Surat Al-Kafirun (Surah ke-109 dalam Al-Qur'an) adalah surat pendek yang memiliki kandungan tauhid yang sangat jelas dan tegas. Surat ini terdiri dari enam ayat pendek yang merupakan penegasan prinsip dasar dalam Islam mengenai pemisahan total antara ibadah kepada Allah SWT semata dengan segala bentuk kesyirikan.
Menurut riwayat asbabul nuzul (sebab turunnya ayat), surat ini turun sebagai respons terhadap permintaan kaum musyrikin Quraisy kepada Rasulullah ﷺ. Mereka menawarkan kompromi kepada Nabi, yaitu Nabi Muhammad ﷺ menyembah tuhan-tuhan mereka (berhala) selama beberapa waktu, dan sebagai gantinya, mereka akan menyembah Allah SWT selama beberapa waktu pula. Tentu saja, tawaran ini ditolak mentah-mentah oleh Rasulullah ﷺ, dan turunlah surat Al-Kafirun sebagai jawaban ilahi yang memutus segala ruang negosiasi terkait akidah.
Ayat 1 dimulai dengan perintah tegas, "Katakanlah: 'Hai orang-orang kafir'". Ini bukan seruan untuk menghina, melainkan panggilan untuk memisahkan diri secara ideologis dan spiritual. Inti dari surat ini terletak pada pengulangan penegasan pemisahan ibadah pada ayat 2 hingga 5. Pengulangan ini berfungsi untuk menekankan keseriusan dan finalitas keputusan tersebut.
Ayat terakhir, "Untukmulah agamamu, dan untukkulah agamaku," adalah puncak dari surat ini. Kalimat ini sering disalahartikan sebagai izin untuk bersikap permisif terhadap kesyirikan. Namun, dalam konteks sejarah dan teologi Islam, ini adalah pernyataan pemisahan yang final: bagi orang yang menyembah selain Allah, silakan dengan jalannya; sementara bagi seorang Muslim, jalannya hanyalah menyembah Allah semata.
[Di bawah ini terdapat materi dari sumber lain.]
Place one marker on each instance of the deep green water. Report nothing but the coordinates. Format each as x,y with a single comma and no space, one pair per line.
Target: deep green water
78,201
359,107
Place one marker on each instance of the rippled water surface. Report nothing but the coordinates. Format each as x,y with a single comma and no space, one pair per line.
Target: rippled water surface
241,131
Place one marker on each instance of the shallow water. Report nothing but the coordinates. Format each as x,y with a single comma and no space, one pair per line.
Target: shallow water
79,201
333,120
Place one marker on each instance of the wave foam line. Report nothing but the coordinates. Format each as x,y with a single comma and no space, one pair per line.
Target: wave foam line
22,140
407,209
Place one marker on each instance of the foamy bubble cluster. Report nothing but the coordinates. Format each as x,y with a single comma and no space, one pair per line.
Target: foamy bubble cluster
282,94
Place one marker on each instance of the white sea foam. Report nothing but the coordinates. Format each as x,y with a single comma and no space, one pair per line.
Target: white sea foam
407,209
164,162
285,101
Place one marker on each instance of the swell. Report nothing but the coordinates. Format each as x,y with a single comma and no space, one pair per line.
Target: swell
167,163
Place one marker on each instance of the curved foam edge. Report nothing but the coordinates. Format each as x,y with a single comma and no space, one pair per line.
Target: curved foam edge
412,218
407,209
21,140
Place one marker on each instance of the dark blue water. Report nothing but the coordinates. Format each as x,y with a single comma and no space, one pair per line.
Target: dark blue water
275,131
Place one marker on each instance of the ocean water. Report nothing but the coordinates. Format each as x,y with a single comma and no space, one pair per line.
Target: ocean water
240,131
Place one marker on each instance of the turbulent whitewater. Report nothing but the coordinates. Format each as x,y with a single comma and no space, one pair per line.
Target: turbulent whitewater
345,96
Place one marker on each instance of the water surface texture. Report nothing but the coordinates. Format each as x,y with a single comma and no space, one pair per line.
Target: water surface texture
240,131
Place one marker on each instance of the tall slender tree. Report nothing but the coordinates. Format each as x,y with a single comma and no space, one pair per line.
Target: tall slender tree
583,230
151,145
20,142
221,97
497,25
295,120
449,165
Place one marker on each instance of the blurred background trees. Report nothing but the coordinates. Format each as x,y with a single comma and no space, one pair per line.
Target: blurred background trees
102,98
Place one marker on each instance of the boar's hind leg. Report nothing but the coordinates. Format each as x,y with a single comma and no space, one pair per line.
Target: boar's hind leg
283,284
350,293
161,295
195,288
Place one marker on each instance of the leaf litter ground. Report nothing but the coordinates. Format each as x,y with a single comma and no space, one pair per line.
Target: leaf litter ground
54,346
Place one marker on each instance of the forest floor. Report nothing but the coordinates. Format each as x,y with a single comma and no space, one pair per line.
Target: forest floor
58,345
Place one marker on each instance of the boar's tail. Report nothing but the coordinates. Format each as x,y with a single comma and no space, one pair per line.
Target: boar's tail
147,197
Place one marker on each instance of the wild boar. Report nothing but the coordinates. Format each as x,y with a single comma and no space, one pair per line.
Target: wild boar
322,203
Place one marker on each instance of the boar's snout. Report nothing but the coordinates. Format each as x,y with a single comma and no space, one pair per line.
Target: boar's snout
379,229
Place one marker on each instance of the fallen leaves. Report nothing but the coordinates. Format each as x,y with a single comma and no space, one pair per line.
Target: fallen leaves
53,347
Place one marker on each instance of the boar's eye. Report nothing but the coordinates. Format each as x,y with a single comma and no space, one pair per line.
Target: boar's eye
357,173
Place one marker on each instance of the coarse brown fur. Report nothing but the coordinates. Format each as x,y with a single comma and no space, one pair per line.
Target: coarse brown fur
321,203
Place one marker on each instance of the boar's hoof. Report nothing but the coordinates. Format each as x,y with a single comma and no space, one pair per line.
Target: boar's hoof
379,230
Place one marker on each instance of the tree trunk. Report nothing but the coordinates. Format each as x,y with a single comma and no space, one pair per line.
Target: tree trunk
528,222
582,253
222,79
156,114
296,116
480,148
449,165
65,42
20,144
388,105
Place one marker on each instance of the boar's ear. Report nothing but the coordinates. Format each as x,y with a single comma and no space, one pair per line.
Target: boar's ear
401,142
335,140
Ini menunjukkan toleransi dalam batas muamalah (interaksi sosial), namun tidak ada kompromi dalam ushuluddin (prinsip dasar agama).
Surat Al-Kafirun memiliki keutamaan yang sangat besar. Berdasarkan hadis yang diriwayatkan oleh Imam Tirmidzi, Rasulullah ﷺ bersabda bahwa membaca Surat Al-Kafirun sebanding dengan seperempat Al-Qur'an. Selain itu, beliau juga menganjurkan untuk membaca surat ini secara rutin, terutama dalam shalat sunnah Rawatib (seperti dua rakaat sebelum Subuh atau dua rakaat sebelum Maghrib) serta dalam shalat Witir. Keutamaan ini menekankan pentingnya menanamkan prinsip pemurnian ibadah (tauhid) dalam praktik keagamaan sehari-hari seorang Muslim.
Dengan memahami dan mengamalkan ajaran dalam surat ini, seorang Muslim menegaskan komitmennya hanya kepada Allah SWT dan melepaskan diri dari segala bentuk penyimpangan akidah, memastikan ibadahnya diterima dan murni.